Dans notre forteresse, j’ai l’impression que rien ne peut nous arriver. Dehors, les passions se déchaînent, les prétendus journalistes aboient leurs insanités au quotidien, les réseaux sociaux font apparaître les conflits les plus absurdes, beaucoup de fausses informations circulent, quelques vérités aussi malheureusement. Mais ici, rien ne nous touche, j’ai l’impression. Bon, on s’est un peu repliés sur nous-mêmes depuis quelques jours, mais cela nous a permis de vivre pleinement notre amour. Il y a pire comme confinement imposé.

Je reviens dans la chambre que nous partageons désormais et m’installe sur le lit à ses côtés. Je lui ai fait un petit chocolat chaud, j’y ai même rajouté quelques chamallows qui sont en train de fondre, et j’ai également ramené des cookies préparés par Ellen.

— Et voilà ! De quoi te réchauffer et te redonner de l’énergie après notre petit exercice du début d’après-midi.

— Avec tout l’exercice qu’on fait, on peut se permettre de se régaler de ces délicieux cookies, sourit-elle en se servant. Mais tu vas me gaver, là. Merci Angelito !

— C’est parce que je tiens à toi et que je t’aime que je te gâte comme ça, tu sais ?
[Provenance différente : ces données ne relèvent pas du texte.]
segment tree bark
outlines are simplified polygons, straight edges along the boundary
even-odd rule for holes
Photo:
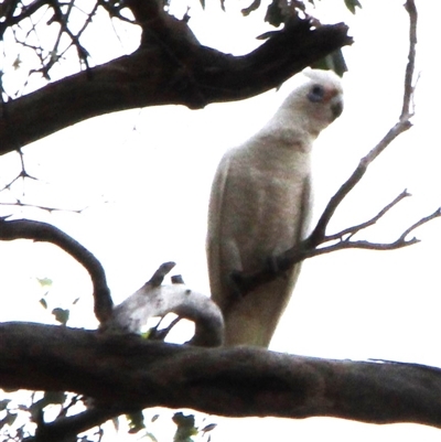
[[[84,394],[103,406],[106,419],[112,409],[120,414],[160,406],[441,428],[438,368],[207,349],[41,324],[0,325],[0,387]]]
[[[312,28],[298,20],[254,52],[233,56],[201,45],[186,23],[157,11],[135,53],[3,103],[0,154],[104,114],[159,105],[196,109],[251,97],[351,43],[343,23]]]

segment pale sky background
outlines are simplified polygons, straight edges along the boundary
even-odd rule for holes
[[[191,10],[190,24],[202,43],[235,54],[256,47],[255,36],[266,30],[261,20],[243,19],[228,3],[229,13],[219,13],[216,1],[208,3],[205,13],[197,1]],[[316,15],[323,22],[345,21],[351,25],[355,44],[344,50],[349,68],[344,77],[344,114],[314,147],[315,218],[358,160],[396,122],[408,51],[404,0],[365,0],[355,17],[347,13],[343,0],[316,3]],[[441,93],[439,39],[434,37],[441,4],[420,0],[417,7],[420,79],[415,127],[369,168],[336,213],[330,233],[372,217],[405,188],[412,197],[377,227],[362,233],[361,239],[392,241],[407,226],[441,205],[435,119]],[[183,12],[175,10],[178,15]],[[105,22],[101,25],[105,29]],[[115,39],[115,46],[109,44],[107,48],[130,52],[136,47],[136,36],[122,29],[118,32],[122,43]],[[115,52],[103,50],[104,41],[95,34],[92,46],[86,45],[96,64],[115,56]],[[13,54],[6,53],[3,64],[11,61]],[[23,57],[15,78],[26,75],[25,67]],[[214,171],[225,150],[258,130],[289,90],[287,82],[279,93],[272,90],[240,103],[209,105],[197,111],[176,106],[136,109],[60,131],[24,149],[26,170],[39,181],[18,183],[13,194],[37,205],[87,208],[78,215],[29,208],[20,213],[3,206],[0,213],[53,223],[79,240],[104,265],[116,302],[136,291],[161,262],[169,260],[178,262],[173,274],[182,273],[187,285],[208,294],[204,245]],[[0,161],[1,183],[18,172],[18,155],[4,155]],[[3,193],[2,201],[7,198]],[[329,358],[385,358],[441,367],[440,229],[441,219],[437,219],[416,230],[421,242],[407,249],[340,251],[308,260],[271,348]],[[80,297],[69,324],[96,325],[87,273],[55,247],[25,240],[0,242],[0,266],[4,300],[1,321],[53,322],[39,304],[44,291],[36,278],[47,277],[53,280],[50,306],[68,308]],[[174,425],[169,416],[162,412],[150,428],[160,442],[171,440]],[[430,442],[441,436],[440,430],[423,425],[380,427],[323,418],[293,421],[208,417],[209,422],[218,423],[213,442],[244,438],[257,442],[315,441],[323,436],[343,442]],[[109,430],[108,440],[111,434]],[[126,440],[122,435],[118,440]]]

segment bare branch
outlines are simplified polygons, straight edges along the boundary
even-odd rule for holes
[[[404,200],[404,198],[406,198],[408,196],[411,196],[411,195],[407,191],[402,191],[391,203],[389,203],[384,208],[381,208],[381,211],[379,211],[378,214],[375,215],[373,218],[370,218],[367,222],[364,222],[362,224],[358,224],[357,226],[347,227],[344,230],[338,231],[337,234],[327,235],[327,236],[325,236],[324,240],[325,241],[332,241],[334,239],[343,239],[347,235],[349,235],[351,237],[354,236],[359,230],[363,230],[363,229],[365,229],[367,227],[370,227],[374,224],[376,224],[377,220],[383,218],[383,216],[385,216],[387,212],[389,212],[401,200]]]
[[[441,428],[441,370],[416,364],[179,346],[20,323],[0,324],[0,387],[75,391],[110,414],[115,407],[115,416],[160,406],[230,417],[327,416]]]
[[[224,341],[224,319],[219,308],[205,294],[190,290],[183,282],[161,285],[174,262],[163,263],[149,282],[114,309],[103,330],[139,333],[150,317],[175,313],[194,322],[190,344],[214,347]]]
[[[131,1],[130,7],[140,21],[146,15],[138,9],[152,3]],[[314,28],[304,20],[234,56],[194,42],[187,24],[163,10],[148,12],[152,15],[143,20],[141,45],[132,54],[3,103],[0,154],[103,114],[170,104],[195,109],[248,98],[352,44],[345,24]]]
[[[409,55],[408,64],[406,66],[405,76],[405,97],[402,100],[402,109],[400,119],[406,120],[413,115],[413,75],[415,75],[415,58],[417,56],[417,24],[418,24],[418,11],[415,4],[415,0],[407,0],[405,9],[409,14]]]
[[[114,302],[107,285],[106,273],[101,263],[90,251],[50,224],[30,219],[8,220],[6,217],[1,217],[0,239],[13,240],[21,238],[52,242],[75,258],[90,276],[94,285],[95,315],[100,322],[110,317]]]
[[[348,195],[348,193],[356,186],[356,184],[363,179],[367,172],[370,163],[378,158],[378,155],[401,133],[406,132],[411,128],[411,117],[413,110],[411,109],[413,99],[413,76],[415,76],[415,57],[416,57],[416,43],[417,43],[417,21],[418,14],[415,7],[413,0],[408,0],[406,3],[406,10],[409,13],[409,55],[408,63],[406,66],[405,75],[405,88],[402,98],[402,109],[398,121],[394,127],[384,136],[384,138],[372,149],[362,160],[357,168],[348,177],[348,180],[338,188],[335,195],[327,203],[322,216],[320,217],[312,234],[303,240],[297,247],[293,247],[280,256],[276,257],[277,266],[268,263],[265,268],[259,269],[254,273],[236,272],[232,274],[232,279],[243,294],[248,293],[256,287],[269,282],[290,269],[295,263],[319,255],[329,254],[336,250],[344,250],[349,248],[357,249],[369,249],[369,250],[395,250],[402,247],[408,247],[418,242],[417,238],[406,239],[408,235],[413,231],[417,227],[440,217],[440,209],[437,209],[433,214],[426,216],[417,223],[409,226],[395,241],[383,244],[372,242],[367,240],[353,240],[355,234],[362,229],[376,224],[383,218],[392,207],[400,203],[407,196],[410,196],[406,191],[398,195],[391,203],[387,204],[381,211],[378,212],[373,218],[348,228],[341,230],[340,233],[326,235],[326,228],[331,218],[334,216],[335,211],[338,208],[342,201]],[[330,246],[326,246],[330,241],[336,241]]]

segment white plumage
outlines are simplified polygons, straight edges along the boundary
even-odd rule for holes
[[[311,148],[343,109],[340,78],[310,69],[271,120],[217,169],[208,213],[207,258],[213,300],[225,319],[226,345],[268,346],[300,265],[241,295],[233,271],[260,269],[304,238],[311,212]]]

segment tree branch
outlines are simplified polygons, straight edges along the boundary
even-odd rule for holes
[[[103,114],[171,104],[198,109],[248,98],[352,43],[343,23],[313,28],[299,20],[251,53],[233,56],[197,43],[185,22],[162,9],[149,12],[135,53],[3,103],[0,154]]]
[[[151,280],[114,309],[106,331],[140,333],[150,317],[175,313],[194,322],[195,333],[190,344],[204,347],[222,345],[224,319],[219,308],[205,294],[190,290],[183,282],[161,285],[174,262],[163,263]]]
[[[2,217],[0,218],[0,239],[32,239],[58,246],[88,271],[94,287],[94,312],[98,321],[105,322],[111,316],[114,302],[103,266],[90,251],[74,238],[51,224],[30,219],[8,220]]]
[[[415,364],[206,349],[20,323],[0,324],[0,387],[76,391],[106,407],[105,419],[114,407],[117,416],[160,406],[441,428],[441,370]]]
[[[431,215],[428,215],[417,223],[410,225],[395,241],[389,244],[372,242],[368,240],[353,240],[353,236],[358,231],[373,226],[376,224],[386,213],[395,207],[405,197],[410,196],[406,191],[397,196],[391,203],[386,205],[379,213],[357,226],[352,226],[341,230],[337,234],[326,235],[326,229],[331,218],[334,216],[342,201],[348,195],[348,193],[356,186],[356,184],[363,179],[367,172],[368,166],[378,155],[401,133],[406,132],[411,128],[411,118],[413,116],[412,99],[413,99],[413,77],[415,77],[415,58],[416,58],[416,44],[417,44],[417,22],[418,14],[413,0],[408,0],[405,4],[406,10],[409,14],[409,54],[408,63],[406,66],[405,74],[405,87],[402,97],[402,108],[398,121],[394,127],[385,134],[385,137],[372,149],[362,160],[357,168],[343,183],[335,195],[330,200],[322,216],[320,217],[312,234],[298,246],[284,251],[280,256],[276,257],[277,266],[267,265],[265,268],[259,269],[254,273],[237,272],[232,276],[236,285],[239,288],[243,294],[248,293],[256,287],[269,282],[283,274],[284,271],[290,269],[295,263],[312,258],[318,255],[329,254],[331,251],[343,250],[348,248],[357,249],[370,249],[370,250],[395,250],[398,248],[411,246],[418,242],[417,238],[406,239],[407,236],[413,231],[417,227],[441,216],[441,208],[438,208]],[[326,244],[336,241],[331,246]]]

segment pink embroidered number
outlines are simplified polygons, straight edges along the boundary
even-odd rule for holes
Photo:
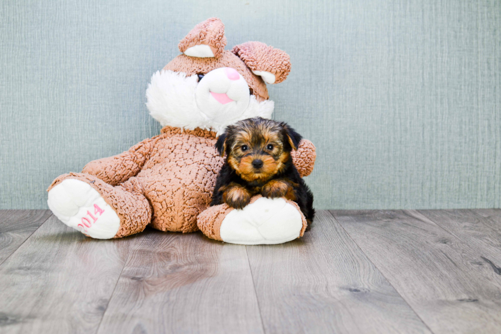
[[[97,204],[94,205],[94,214],[97,216],[99,215],[101,216],[104,213],[104,210],[99,207],[99,206]],[[90,220],[86,217],[82,217],[82,224],[78,224],[78,227],[80,228],[81,229],[83,230],[84,231],[87,232],[86,228],[89,228],[92,226],[92,225],[97,221],[98,218],[96,218],[90,213],[90,212],[87,210],[87,215],[92,219],[92,222],[90,222]]]

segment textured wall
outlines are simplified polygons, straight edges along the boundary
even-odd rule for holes
[[[212,16],[286,50],[275,118],[316,145],[318,208],[499,207],[501,2],[2,1],[0,208],[158,132],[145,91]]]

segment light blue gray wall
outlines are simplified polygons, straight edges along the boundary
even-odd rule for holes
[[[4,0],[0,208],[158,132],[148,80],[216,16],[286,51],[275,118],[316,145],[318,208],[499,207],[501,2]]]

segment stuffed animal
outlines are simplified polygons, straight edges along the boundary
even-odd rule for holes
[[[266,83],[281,82],[290,70],[287,54],[263,43],[225,50],[224,32],[218,18],[197,25],[179,42],[182,54],[151,77],[146,105],[163,127],[161,134],[54,180],[48,203],[60,220],[97,239],[130,235],[147,225],[199,229],[209,238],[246,244],[303,235],[305,218],[285,198],[256,196],[242,210],[209,207],[223,164],[214,148],[217,136],[239,120],[269,118],[274,102]],[[314,146],[303,140],[294,153],[300,174],[309,174]]]

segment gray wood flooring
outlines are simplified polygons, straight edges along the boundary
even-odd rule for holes
[[[501,210],[320,211],[244,246],[0,211],[0,333],[500,333]]]

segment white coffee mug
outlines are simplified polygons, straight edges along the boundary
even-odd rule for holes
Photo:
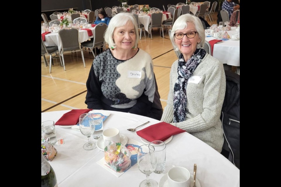
[[[186,168],[174,167],[168,172],[168,182],[170,187],[190,187],[190,173]]]
[[[119,130],[116,128],[110,128],[104,130],[102,136],[104,141],[110,140],[116,142],[120,142]]]
[[[238,35],[237,34],[232,34],[231,35],[231,39],[238,39]]]

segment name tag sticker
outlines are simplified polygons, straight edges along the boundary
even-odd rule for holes
[[[191,76],[189,78],[188,80],[187,80],[187,83],[198,84],[200,82],[202,78],[202,77],[200,76]]]
[[[129,70],[128,71],[128,78],[141,78],[141,71],[133,71]]]

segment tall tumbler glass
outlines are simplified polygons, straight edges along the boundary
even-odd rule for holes
[[[154,172],[155,173],[162,173],[165,171],[166,161],[166,144],[159,140],[152,142],[150,145],[154,147],[154,152],[156,155],[157,165]]]

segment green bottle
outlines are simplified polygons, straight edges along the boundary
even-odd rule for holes
[[[41,153],[41,187],[57,187],[56,174]]]

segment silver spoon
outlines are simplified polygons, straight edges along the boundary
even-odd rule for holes
[[[193,187],[196,187],[195,185],[195,182],[196,182],[196,172],[197,171],[197,165],[194,164],[194,167],[193,168]]]
[[[136,129],[137,128],[138,128],[138,127],[141,127],[141,126],[142,126],[143,125],[146,125],[148,123],[149,123],[150,122],[150,121],[148,121],[147,122],[145,122],[145,123],[144,123],[143,124],[141,124],[141,125],[140,125],[139,126],[138,126],[138,127],[136,127],[136,128],[135,128],[134,129],[127,129],[127,130],[128,130],[129,131],[135,131],[136,130]]]

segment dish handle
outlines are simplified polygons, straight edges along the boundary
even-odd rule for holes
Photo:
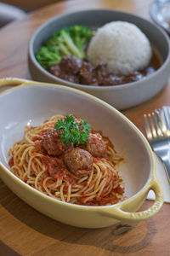
[[[107,208],[102,211],[102,215],[112,218],[116,218],[122,221],[128,222],[137,222],[141,220],[146,220],[150,217],[154,216],[162,207],[163,204],[163,190],[161,183],[155,178],[150,181],[146,189],[143,193],[148,194],[148,192],[152,189],[156,195],[156,200],[153,205],[147,210],[137,212],[128,212],[122,209],[128,208],[128,204],[133,205],[133,200],[130,201],[124,201],[119,205],[113,207],[111,208]],[[138,196],[138,195],[137,195]]]

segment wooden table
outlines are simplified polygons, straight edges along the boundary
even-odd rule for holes
[[[0,31],[0,78],[31,79],[28,44],[48,19],[85,9],[114,9],[150,19],[151,0],[65,1],[35,11]],[[123,111],[142,131],[143,114],[170,104],[170,84],[151,100]],[[2,111],[2,108],[1,108]],[[151,201],[145,201],[144,208]],[[170,255],[170,205],[148,221],[105,229],[78,229],[58,223],[20,200],[0,181],[0,255]],[[19,253],[19,254],[18,254]]]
Je l’embrasse alors qu’elle récupère son ordinateur sans se couvrir. J’adore la voir nue à mes côtés et c’est une vision dont je ne peux me passer. J’ai beau la caresser, la toucher, l’admirer plus que de raison, je suis toujours sous le charme quand je la vois au naturel faire des actions du quotidien. C’est ça la vraie intimité et c’est sans mesure que je veux en profiter.

— Tu risques surtout de gâter mes hanches, beau gosse.

— Quinn t’a envoyé les articles du jour ? Je me demande ce qu’ils vont encore avoir inventé aujourd’hui.

— Il y en a quelques-uns, oui. On fait des paris sur les infos ? rit-elle en se calant contre mon torse.

Je ne préfère pas. Pour l’instant, j’ai eu de la chance car aucune réelle information n’est parue sur moi, mais je sais que ce n’est pas possible que ça continue sur le long terme et cette perspective m’effraie. J’ai préparé mes arguments pour quand la vérité sortira, j’en ai discuté avec les autres personnes qui fréquentent Rafaela, je suis donc assez confiant sur la façon dont ça se déroulera, mais j’ai quand même une pointe d’appréhension.

— Je ne suis pas assez pervers pour imaginer tout ce qu’ils sont capables d’inventer, dis-je en caressant doucement sa magnifique chevelure.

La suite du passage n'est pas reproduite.